Хельги отпинался от тела лива, придавившего его, вытер со лба кровь, мелкие осколки стекла и восторженно глянул на товарища.

– Дай порулить, – викинг протянул руки к рулевому колесу.

– Не сейчас, бро, чутка попозже.

Скаидрис сунул руку под бронежилет и через пару мгновений в алчущие длани морского разбойника лёг отливающий перламутром и заляпанный алой кровью CD-диск.

– На вот, начни знакомство с техникой с малого – найди щель, куда надо его засунуть. Ибо это наш единственный шанс когда-либо послушать «Visceral Evisceration»*. Наш сержант не потерпит публичного глумления над всей мéтал концепцией девяностых. А если разберёт лирику, то нам брат, в тот же миг, наступит неотвратимый всепиздец. Врубай.

– Ммм, а может лучше «Sweet X Rated Nothings»*? Ща ваще по теме будет, – и Хельги мотнул пару раз лохматой головой.

– Врубай, говорю, – Скаидрис повернул ключ зажигания, двигатель оглушительно выстрелил и взревел. – В этом альбоме собраны сливки дума: тут и Пайодженезис с тремя иксами, и Парадайзовская «Готика», и Анафема, и Сатурнус, и псевдооперные женские вопилки.

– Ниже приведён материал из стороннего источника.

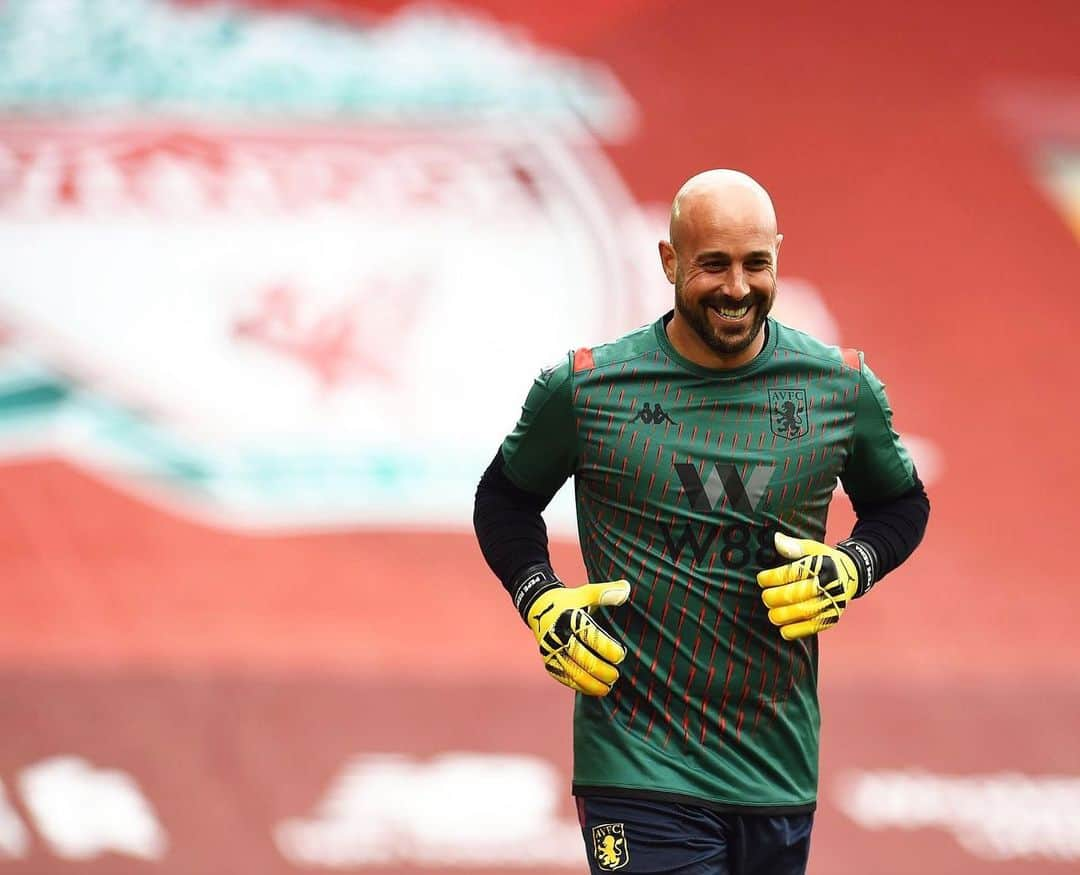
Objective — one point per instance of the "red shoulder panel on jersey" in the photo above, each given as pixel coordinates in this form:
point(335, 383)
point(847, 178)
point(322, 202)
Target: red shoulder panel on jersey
point(851, 358)
point(583, 360)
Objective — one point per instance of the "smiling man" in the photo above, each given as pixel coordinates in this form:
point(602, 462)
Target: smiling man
point(704, 448)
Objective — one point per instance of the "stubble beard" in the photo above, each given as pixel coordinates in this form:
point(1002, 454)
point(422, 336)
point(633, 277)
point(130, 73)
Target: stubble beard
point(697, 317)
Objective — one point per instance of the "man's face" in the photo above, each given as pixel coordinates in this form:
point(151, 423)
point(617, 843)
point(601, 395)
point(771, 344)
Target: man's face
point(725, 277)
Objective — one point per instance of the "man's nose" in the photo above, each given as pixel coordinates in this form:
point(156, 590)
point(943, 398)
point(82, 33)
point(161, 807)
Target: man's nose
point(738, 287)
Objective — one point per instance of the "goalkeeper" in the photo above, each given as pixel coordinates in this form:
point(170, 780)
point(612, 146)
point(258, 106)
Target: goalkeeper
point(704, 451)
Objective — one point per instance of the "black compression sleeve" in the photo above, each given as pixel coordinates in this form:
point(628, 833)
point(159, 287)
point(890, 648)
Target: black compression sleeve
point(891, 529)
point(510, 529)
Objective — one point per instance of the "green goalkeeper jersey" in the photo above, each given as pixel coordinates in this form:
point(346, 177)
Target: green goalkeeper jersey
point(682, 475)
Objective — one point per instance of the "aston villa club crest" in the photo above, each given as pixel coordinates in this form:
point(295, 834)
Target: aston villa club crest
point(787, 413)
point(609, 846)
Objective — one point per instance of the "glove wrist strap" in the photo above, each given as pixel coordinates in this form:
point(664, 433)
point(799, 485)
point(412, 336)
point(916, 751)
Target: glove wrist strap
point(866, 563)
point(530, 583)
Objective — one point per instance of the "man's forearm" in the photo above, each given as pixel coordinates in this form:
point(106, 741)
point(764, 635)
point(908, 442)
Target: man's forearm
point(890, 529)
point(509, 525)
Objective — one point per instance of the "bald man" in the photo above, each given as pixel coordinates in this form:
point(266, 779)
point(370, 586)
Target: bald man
point(704, 448)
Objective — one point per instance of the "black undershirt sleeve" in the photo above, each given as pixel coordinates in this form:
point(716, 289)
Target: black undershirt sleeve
point(509, 525)
point(892, 528)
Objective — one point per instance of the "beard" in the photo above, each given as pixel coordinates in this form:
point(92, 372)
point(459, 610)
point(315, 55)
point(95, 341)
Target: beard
point(720, 340)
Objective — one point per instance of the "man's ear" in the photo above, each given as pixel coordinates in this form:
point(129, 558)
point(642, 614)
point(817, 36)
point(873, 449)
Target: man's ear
point(669, 260)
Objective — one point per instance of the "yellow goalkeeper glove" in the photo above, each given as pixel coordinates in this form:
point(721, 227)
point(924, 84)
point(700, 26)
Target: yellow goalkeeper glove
point(810, 593)
point(576, 650)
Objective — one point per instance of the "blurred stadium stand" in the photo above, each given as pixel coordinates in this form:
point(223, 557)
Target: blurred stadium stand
point(273, 281)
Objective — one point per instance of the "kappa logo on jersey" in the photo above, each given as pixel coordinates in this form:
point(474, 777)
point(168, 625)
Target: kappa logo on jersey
point(724, 480)
point(609, 846)
point(653, 416)
point(787, 408)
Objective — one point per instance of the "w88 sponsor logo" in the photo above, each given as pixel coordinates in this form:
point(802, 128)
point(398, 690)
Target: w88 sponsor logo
point(739, 544)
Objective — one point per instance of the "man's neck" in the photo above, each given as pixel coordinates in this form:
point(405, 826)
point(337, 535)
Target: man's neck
point(689, 345)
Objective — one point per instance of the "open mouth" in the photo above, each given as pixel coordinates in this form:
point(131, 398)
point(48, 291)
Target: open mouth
point(731, 313)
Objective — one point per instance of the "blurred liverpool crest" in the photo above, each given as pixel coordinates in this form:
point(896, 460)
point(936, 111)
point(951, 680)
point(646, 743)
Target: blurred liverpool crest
point(292, 247)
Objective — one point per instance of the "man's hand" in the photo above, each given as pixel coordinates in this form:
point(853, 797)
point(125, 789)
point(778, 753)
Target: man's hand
point(810, 593)
point(576, 650)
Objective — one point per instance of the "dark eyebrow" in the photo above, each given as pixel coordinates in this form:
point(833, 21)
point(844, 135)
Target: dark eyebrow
point(719, 254)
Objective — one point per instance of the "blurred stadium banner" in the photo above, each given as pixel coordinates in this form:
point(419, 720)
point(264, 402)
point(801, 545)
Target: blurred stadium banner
point(274, 279)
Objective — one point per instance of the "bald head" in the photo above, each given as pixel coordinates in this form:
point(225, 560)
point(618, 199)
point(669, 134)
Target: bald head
point(721, 259)
point(721, 198)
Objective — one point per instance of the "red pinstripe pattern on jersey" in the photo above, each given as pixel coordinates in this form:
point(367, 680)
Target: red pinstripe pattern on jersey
point(583, 360)
point(727, 677)
point(656, 661)
point(697, 646)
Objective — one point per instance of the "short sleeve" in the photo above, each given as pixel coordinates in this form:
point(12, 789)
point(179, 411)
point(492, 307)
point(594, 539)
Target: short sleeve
point(879, 467)
point(541, 452)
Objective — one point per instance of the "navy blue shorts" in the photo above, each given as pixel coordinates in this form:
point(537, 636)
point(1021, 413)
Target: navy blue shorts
point(640, 835)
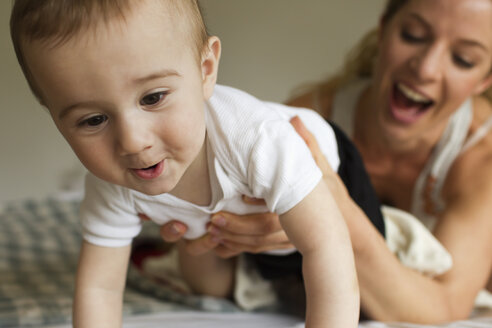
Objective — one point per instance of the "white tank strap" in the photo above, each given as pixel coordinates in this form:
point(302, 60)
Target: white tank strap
point(479, 134)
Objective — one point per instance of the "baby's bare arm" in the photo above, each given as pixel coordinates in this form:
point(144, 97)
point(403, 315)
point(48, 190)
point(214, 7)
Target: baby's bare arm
point(100, 282)
point(316, 227)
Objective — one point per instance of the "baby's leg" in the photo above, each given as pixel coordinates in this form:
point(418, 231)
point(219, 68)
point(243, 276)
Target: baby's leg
point(207, 273)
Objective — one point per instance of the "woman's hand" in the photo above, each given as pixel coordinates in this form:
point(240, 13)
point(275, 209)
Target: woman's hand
point(230, 234)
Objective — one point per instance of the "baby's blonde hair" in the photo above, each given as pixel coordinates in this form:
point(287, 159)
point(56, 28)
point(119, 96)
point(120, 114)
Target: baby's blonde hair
point(56, 21)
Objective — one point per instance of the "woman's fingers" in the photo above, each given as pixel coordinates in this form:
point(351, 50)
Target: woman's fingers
point(249, 224)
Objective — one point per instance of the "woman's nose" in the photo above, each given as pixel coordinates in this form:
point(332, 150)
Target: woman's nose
point(428, 64)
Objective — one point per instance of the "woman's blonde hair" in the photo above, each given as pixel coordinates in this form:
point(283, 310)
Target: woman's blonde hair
point(359, 62)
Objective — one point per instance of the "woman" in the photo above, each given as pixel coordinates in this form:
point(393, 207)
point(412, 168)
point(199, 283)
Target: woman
point(422, 126)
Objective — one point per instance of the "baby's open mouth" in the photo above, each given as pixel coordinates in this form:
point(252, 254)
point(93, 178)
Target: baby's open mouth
point(150, 172)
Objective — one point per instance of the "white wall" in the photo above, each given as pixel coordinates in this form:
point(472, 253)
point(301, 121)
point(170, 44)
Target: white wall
point(269, 48)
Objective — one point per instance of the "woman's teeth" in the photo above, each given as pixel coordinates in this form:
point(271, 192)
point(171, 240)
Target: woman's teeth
point(412, 95)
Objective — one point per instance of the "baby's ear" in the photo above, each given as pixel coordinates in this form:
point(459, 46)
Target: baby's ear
point(210, 65)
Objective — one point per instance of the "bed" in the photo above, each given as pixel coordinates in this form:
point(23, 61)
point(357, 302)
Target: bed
point(39, 242)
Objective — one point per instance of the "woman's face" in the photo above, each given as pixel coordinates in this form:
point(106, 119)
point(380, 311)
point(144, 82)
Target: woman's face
point(433, 55)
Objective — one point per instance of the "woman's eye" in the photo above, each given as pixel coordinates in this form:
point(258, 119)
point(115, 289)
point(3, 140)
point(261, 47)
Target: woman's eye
point(460, 61)
point(94, 121)
point(411, 38)
point(152, 99)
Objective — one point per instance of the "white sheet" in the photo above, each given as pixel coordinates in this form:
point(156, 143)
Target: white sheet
point(257, 320)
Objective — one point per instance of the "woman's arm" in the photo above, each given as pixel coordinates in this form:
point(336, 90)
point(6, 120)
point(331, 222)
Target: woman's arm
point(317, 229)
point(100, 282)
point(392, 292)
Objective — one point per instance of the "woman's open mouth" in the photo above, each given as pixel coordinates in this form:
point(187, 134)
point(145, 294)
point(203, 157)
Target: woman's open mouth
point(150, 172)
point(408, 105)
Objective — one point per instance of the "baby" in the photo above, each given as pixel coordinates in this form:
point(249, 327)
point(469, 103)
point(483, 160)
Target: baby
point(131, 85)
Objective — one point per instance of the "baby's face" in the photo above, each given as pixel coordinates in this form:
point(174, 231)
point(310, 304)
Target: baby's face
point(128, 97)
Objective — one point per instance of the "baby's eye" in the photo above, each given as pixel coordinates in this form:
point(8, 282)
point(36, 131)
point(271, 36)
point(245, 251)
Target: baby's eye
point(153, 98)
point(462, 62)
point(94, 121)
point(410, 37)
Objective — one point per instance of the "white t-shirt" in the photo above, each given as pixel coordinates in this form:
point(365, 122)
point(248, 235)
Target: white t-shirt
point(252, 150)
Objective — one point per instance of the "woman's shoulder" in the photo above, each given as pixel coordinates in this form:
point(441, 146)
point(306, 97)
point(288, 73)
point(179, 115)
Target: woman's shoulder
point(474, 166)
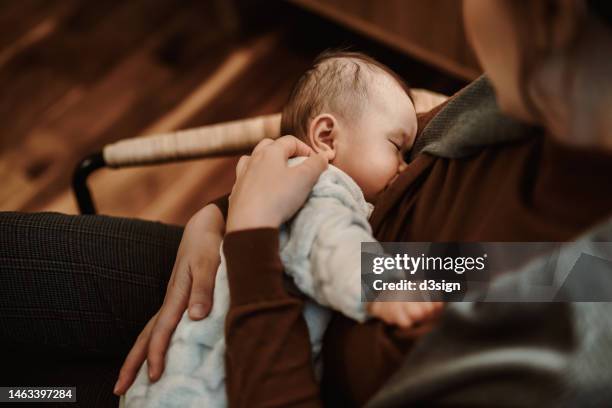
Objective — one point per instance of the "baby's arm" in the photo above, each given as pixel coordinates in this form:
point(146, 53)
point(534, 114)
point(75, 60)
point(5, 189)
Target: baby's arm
point(336, 270)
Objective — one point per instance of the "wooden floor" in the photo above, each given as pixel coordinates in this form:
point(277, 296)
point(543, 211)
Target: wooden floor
point(76, 75)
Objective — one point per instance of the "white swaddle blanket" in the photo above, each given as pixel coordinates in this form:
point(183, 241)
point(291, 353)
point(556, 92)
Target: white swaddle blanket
point(320, 249)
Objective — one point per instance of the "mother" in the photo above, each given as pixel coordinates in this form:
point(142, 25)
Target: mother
point(474, 175)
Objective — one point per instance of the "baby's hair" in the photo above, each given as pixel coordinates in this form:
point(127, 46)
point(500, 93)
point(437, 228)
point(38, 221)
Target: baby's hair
point(336, 81)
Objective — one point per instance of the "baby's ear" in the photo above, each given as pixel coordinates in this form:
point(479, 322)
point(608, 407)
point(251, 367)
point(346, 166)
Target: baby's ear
point(322, 134)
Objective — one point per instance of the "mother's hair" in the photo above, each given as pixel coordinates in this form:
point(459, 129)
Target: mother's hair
point(550, 49)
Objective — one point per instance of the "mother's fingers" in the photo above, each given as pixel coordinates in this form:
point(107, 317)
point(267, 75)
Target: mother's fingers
point(241, 166)
point(263, 143)
point(291, 146)
point(310, 169)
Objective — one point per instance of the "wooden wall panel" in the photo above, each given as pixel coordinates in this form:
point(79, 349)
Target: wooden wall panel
point(431, 30)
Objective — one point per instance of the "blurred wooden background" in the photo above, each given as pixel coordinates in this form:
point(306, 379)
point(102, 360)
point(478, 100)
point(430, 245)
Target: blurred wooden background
point(76, 75)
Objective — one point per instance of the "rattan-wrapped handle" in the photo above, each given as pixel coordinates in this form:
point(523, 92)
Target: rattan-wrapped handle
point(214, 140)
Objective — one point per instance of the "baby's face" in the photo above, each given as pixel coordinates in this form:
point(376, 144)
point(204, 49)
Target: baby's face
point(369, 149)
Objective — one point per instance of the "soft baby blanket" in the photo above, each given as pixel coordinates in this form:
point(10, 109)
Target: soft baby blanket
point(320, 249)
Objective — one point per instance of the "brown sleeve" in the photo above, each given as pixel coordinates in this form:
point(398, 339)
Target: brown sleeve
point(223, 204)
point(268, 360)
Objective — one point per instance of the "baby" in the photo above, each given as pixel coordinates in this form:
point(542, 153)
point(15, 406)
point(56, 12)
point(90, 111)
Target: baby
point(360, 114)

Из-под четырёх колёс, ощерившихся шипастыми покрышками, полетели комья грязи; пикап отлепился от сосны и, взяв разбег, понёсся по старой лесной дороге, вдоль ряда стройных корабельных сосен. Из открытых окон грузовичка-внедорожника грохотали монотонные барабаны, пилила расстроенная ритм гитара, и какая-то шалава заунывно подвывала Ханнесу Вуггенигу, который рычал, смакуя каждое слово:

«Three weeks later he got fuggy

She embelished the rotting body

Inject his cock into her quim

Before consuming the putrid dick».

*Примечание: «Visceral Evisceration» – австрийская банда, изрядно постебавшаяся над зашитыми говнарями в середине девяностых годов.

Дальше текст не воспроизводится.